Pasal 16 butir 2 : apabila
penempatan kembali para penduduk ini dianggap perlu sebagai upaya pengecualian,
penempatan kembali tersebut harus berlangsung hanya dengan persetujuan mereka
bebasdan diberitahukan. Apabila persetujuan mereka tidak dapat diperoleh,
penempatan kembali tersebut harus berlangsung hanya dengan mengikuti
prosedur-prosedur yang tepat yang dibuat oleh undang-undang dan
peraturan-peraturan nasional, termasuk penyelidikan umum apabila tepat, yang
memberikan kesempatan untuk mengajukan protes yang efektif dari para penduduk
yang bersangkutan.
Pasal 16 butir 3 : setiap waktu
mungkin, para penduduk ini berhak kembali ke tanah tradisional mereka, segera
setelah alasan-alasan untuk penempatan kembali mereka hentikan.
Pasal 16 butir 4 : apabila
penempatan kembali lagi tersebut tidak mungkin dilakukan karena ditetapkan
dengan persetujuan atau dengan tiadanya persetujuan tersebut melalui
prosedur-prosedur yang tepat, maka para penduduk ini harus disediakan, dalam
sebuah kasus yang mungkin dengan tanah-tanah yang kualitas dan status hukumnya
setidak-tidaknya sama dengan tanah-tanah yang sebelumnya ditempati mereka, yang
cocok untuk menyediakan kebutuhan-kebutuhan mereka yang sekarang, dan
pembangunan mereka di kemudian hari.
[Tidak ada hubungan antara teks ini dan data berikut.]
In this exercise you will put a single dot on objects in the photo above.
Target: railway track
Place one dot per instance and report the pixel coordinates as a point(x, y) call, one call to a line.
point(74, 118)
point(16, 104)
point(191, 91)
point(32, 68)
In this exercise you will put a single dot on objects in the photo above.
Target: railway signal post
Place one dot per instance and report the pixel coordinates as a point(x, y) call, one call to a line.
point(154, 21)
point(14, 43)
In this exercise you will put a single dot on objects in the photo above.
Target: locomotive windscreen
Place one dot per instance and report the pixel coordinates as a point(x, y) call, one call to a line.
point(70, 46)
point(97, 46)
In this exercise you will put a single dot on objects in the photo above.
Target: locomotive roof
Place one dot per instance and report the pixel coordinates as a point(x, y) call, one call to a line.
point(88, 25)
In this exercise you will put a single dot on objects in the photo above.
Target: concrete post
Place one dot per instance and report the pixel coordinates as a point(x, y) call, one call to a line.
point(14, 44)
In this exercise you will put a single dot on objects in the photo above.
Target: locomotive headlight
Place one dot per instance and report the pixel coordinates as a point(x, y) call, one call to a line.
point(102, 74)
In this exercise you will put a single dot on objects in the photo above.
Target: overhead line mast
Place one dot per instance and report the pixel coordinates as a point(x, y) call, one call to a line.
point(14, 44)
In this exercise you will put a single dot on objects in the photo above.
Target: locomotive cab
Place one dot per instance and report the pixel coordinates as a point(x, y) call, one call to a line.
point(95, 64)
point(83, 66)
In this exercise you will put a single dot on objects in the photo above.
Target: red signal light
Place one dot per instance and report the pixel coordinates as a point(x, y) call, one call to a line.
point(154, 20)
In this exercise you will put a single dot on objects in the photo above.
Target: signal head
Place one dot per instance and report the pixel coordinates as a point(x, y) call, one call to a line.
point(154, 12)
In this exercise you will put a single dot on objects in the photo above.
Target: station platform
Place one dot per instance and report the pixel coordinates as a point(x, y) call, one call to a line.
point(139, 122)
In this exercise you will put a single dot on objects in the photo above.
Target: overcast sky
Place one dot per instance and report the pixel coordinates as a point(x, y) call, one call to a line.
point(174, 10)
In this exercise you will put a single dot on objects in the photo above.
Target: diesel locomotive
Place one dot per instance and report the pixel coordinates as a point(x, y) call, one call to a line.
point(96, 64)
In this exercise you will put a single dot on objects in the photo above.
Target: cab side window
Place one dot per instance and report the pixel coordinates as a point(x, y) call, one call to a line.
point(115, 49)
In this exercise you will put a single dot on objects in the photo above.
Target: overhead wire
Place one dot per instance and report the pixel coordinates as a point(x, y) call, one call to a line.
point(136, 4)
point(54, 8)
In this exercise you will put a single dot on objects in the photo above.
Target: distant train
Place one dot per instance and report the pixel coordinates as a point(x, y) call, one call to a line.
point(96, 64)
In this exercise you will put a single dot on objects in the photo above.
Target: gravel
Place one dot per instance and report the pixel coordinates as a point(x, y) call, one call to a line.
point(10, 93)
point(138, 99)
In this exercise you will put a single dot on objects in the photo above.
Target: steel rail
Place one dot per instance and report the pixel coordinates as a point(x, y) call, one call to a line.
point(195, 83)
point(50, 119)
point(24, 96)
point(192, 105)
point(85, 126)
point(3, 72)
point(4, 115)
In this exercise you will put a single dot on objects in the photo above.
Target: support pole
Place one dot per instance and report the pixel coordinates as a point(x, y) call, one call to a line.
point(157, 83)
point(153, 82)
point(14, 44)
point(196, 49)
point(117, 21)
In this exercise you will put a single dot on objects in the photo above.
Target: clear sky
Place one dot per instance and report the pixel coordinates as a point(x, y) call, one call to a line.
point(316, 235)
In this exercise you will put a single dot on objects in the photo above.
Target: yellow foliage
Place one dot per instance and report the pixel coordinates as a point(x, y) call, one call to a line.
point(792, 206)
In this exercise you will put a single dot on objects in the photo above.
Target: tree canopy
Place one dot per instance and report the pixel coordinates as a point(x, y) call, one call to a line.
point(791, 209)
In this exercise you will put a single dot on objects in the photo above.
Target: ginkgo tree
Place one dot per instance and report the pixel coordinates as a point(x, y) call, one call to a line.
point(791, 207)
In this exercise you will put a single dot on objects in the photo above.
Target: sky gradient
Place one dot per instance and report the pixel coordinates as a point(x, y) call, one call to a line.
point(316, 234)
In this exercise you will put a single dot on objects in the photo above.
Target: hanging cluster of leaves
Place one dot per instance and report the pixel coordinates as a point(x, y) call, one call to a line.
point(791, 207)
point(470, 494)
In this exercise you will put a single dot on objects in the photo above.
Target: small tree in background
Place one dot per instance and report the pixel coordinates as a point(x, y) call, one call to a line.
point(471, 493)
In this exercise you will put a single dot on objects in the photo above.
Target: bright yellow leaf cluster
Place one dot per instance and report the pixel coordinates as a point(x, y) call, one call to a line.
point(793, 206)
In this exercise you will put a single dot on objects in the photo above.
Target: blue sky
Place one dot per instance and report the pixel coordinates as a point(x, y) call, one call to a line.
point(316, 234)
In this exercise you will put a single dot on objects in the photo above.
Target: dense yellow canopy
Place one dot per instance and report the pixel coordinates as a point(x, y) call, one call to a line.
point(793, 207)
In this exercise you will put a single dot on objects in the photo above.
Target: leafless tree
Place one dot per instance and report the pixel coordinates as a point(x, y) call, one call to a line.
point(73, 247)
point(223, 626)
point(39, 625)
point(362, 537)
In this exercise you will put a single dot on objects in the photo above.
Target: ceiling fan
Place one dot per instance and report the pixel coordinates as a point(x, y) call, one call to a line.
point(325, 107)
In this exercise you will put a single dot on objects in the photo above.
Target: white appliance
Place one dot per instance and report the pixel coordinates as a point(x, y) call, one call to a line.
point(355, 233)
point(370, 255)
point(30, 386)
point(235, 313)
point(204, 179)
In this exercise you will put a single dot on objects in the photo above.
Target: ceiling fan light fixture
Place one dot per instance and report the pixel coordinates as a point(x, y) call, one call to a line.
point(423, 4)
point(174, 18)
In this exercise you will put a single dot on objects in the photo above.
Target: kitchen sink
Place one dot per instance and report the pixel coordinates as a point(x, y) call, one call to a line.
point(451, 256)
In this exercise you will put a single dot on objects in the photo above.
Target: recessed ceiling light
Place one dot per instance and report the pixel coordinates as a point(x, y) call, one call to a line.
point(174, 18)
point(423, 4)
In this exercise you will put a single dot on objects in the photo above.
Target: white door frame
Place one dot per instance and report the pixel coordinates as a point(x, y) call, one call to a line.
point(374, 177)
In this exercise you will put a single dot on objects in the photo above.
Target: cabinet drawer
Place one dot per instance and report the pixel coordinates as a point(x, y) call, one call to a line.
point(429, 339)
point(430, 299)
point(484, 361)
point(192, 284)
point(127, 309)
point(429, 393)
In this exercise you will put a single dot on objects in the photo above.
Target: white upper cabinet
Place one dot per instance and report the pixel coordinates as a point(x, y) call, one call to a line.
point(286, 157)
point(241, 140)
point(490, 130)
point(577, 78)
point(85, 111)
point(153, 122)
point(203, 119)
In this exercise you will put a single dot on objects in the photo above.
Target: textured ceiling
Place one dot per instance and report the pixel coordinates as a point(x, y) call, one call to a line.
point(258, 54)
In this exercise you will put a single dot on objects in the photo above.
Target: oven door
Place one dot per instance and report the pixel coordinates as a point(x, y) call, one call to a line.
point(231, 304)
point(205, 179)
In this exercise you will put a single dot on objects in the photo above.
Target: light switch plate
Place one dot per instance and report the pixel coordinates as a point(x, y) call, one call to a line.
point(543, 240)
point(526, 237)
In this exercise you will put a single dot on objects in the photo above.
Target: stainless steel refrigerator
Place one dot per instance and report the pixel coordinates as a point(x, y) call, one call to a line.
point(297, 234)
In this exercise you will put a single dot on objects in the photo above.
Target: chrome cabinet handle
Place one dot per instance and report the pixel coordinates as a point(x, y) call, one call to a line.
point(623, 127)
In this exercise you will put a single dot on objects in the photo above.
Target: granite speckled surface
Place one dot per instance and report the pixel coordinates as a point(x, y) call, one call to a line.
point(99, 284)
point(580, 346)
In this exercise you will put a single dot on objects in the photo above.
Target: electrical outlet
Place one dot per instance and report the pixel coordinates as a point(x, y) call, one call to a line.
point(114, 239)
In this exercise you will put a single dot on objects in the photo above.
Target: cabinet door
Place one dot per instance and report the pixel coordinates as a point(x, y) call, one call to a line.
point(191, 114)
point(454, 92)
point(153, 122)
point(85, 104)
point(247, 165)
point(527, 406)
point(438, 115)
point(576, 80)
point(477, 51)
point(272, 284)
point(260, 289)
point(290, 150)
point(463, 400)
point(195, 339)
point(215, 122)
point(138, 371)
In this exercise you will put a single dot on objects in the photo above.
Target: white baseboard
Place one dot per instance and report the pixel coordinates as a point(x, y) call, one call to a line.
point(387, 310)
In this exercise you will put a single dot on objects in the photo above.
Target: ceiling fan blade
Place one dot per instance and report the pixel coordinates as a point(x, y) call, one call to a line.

Apabila para penduduk yang bersangkutan
menyatakan suatu pilihan untuk memberikan kompensasi dalam bentuk uang atau
barang, mereka harus diberikan berdasarkan jaminan-jaminan yang tepat.
Pasal 16 butir 5 : orang-orang yang
jadi ditetapkan kembali harus diberi kompensasi secara penuh atas kehilangan
atau kerugian apapun yang diakibatkan.
f. Arahan operasional 4.20 Bank
Dunia bulan September 1991 yang
memberikan pedoman kebijakan untuk menjamin penduduk asli juga akan memperoleh
keuntungan dari proyek pembangunan yang dilaksanakan dan terhindar dari
pelanggaran-pelanggaran hak mereka.
g. Resolusi Komisi Hak Asasi Manusia
1993/77 tentang Pengusiran Paksa, yang
menegaskan bahwa Praktik pengusiran paksa merupakan pelanggaran berat terhadap
hak asasi manusia.
Dalam Hukum Nasional
Perlindungan hak asasi masyarakat
adat diakui dalam Pasal 18B ayat (2) Undang-Undang Dasar 1945, yaitu :
“Negara mengakui dan menghormati
kesatuan-kesatuan masyarakat hukum adat beserta hak-hak tradisionalnya
sepanjang masih hidup dan sesuai dengan perkembangan masyarakat dan prinsip
negara kesatuan Republik Indonesia, yang diatur dalam undang-undang.”
Hak masyarakat adat juga dilindungi
dalam Pasal 28I ayat (3) yang menyatakan “identitas budaya dan hak masyarakat
tradisional dihormati selaras dengan perkembangan zaman dan peradaban.”
Berdasarkan pasal tersebut terlihat
bahwa kesatuan masyarakat adat dengan hak tradisionalnya yang masih hidup
diakui eksistensinya. Sejalan dengan Pasal 18B ayat (2) UUD 1945, maka TAP
XVII/MPR/1998 tentang Hak Asasi Manusia telah memberikan perlindungan yang
layak bagi eksistensi hak-hak masyarakat adat termasuk hak ulayatnya. Hal tersebut
dapat dilihat dalam ketentuan Pasal 1 tentang hak untuk mempertahankan
kehidupan, pasal 6 tentang hak untuk memperjuangkan hak-haknya secara kolektif,
pasal 8 tentang persamaan di muka hukum, pasal 23 tentang hak atas perlindungan
diri pribadi, keluarga, kehormatan, martabat dan hak miliknya, pasal 32 tentang
jaminan hak miliknya untuk tidak diambil sewenang-wenang.
Penegasan ini menunjukkan bahwa
masyarakat adat di Indonesia diakui eksistensinya secara konstitusional.
Dukungan konstitusi ini memperkuat pemahaman dan kesadaran untuk menghormati
dan melindungi hak mereka. Selain itu, dalam Pasal 3 Undang-Undang Nomor 5
Tahun 1960 tentang Peraturan Dasar Pokok-Pokok Agraria (UUPA) juga terdapat
pengakuan atas hak ulayat masyarakat adat atau yang serupa dengan itu.